Originally uploaded by Pat and Amy’s pics


Ever since watching The Wind that Shakes the Barley, which was filmed in North County Cork, I have wanted to see the landscape of that area for myself. When I mentioned my desire to visit the north Cork County village of Macroom, a native Corkonian told us, “Macroom is f*** all.” However, after our jaunt to the area this weekend, I will have to respectfully disagree with him. Macroom is a charming and bustling town, but the real appeal lies outside of the city in the Boggeragh Mountains.

Recently we bought a book, Sean Teegan’s Scenic Walks in Cork, describing several walks in the North Cork region, so we pulled out the maps this weekend and hit the trail. Well, technically they were paved country roads but traffic was almost nil. In two hours of walking about, we were passed by five cars at the most.
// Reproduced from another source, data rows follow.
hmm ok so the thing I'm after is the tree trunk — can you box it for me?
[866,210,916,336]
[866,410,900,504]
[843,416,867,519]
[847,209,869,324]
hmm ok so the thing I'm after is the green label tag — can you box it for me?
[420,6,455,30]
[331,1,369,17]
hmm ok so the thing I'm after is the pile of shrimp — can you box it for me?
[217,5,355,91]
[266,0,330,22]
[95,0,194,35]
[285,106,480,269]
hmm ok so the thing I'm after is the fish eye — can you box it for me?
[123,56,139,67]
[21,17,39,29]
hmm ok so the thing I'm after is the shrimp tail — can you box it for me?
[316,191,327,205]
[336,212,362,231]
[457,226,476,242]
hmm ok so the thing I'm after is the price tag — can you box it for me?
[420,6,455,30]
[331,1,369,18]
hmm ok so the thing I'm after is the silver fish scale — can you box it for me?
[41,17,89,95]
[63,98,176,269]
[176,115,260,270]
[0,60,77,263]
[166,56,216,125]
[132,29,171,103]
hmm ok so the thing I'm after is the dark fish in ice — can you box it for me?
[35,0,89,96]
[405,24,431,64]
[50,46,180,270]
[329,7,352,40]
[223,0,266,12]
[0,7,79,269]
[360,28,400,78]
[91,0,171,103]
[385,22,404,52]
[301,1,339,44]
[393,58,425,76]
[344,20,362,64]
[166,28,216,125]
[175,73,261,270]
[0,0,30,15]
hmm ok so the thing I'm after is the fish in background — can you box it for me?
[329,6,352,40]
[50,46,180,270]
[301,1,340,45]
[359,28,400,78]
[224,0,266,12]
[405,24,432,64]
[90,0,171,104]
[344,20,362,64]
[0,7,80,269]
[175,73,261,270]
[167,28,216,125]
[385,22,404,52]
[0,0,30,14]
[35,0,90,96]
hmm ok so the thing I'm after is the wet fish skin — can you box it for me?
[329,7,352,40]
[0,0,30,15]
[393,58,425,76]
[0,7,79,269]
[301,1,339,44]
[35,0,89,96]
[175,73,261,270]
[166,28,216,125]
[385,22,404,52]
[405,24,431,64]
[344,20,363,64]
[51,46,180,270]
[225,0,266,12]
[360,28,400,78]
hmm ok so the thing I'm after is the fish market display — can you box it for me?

In addition to seeing several stone antiquities, we also stumbled upon the ruins of a penal church, with a small plaque posted at the site explaining its history. “Penal churches” were necessary because beginning in the late 16th Century, a series of laws (known to history as the penal laws) were put in place by the English which severely restricted the rights of Catholics in Ireland. Whether these laws were meant to induce Catholics to convert or simply enacted for political reasons is debated, but it would be centuries before the penal laws were slowly repealed. In any case, Catholics were sometimes forced to practice their faith privately, and so the penal churches were made.

Even the ruins of a centuries-old church are quite modern when compared to the many bronze-age stone monuments scattered among the pastures along the way. As Teegan explains, “Nowhere else in Munster is the concentration of stone circles, stone alignments, standing stones, wedge tombs, circular forts so great as in the Boggeragh area.”

It’s not entirely clear what the significance of the stone circles or standing stones is, since there obviously isn’t a 3,000-year old source to consult (Why I Did It, by Thag O’Shea). But, while no one quite knows why stone circles always have an odd number of stones, their arrangement almost certainly has astrological significance.

In the states, historical architecture could be just an old barn from the early 20th-century. You may imagine, then, how awe inspiring it is to see a 4,000 year-old tomb or stone monument out in the middle of some farmer’s field. More than once we’ve been out driving, and the scenery reminds us of Oregon. But then we see a castle, or a church built in 1190, or these incredibly old stone monuments, and we realize, no, this isn’t like home.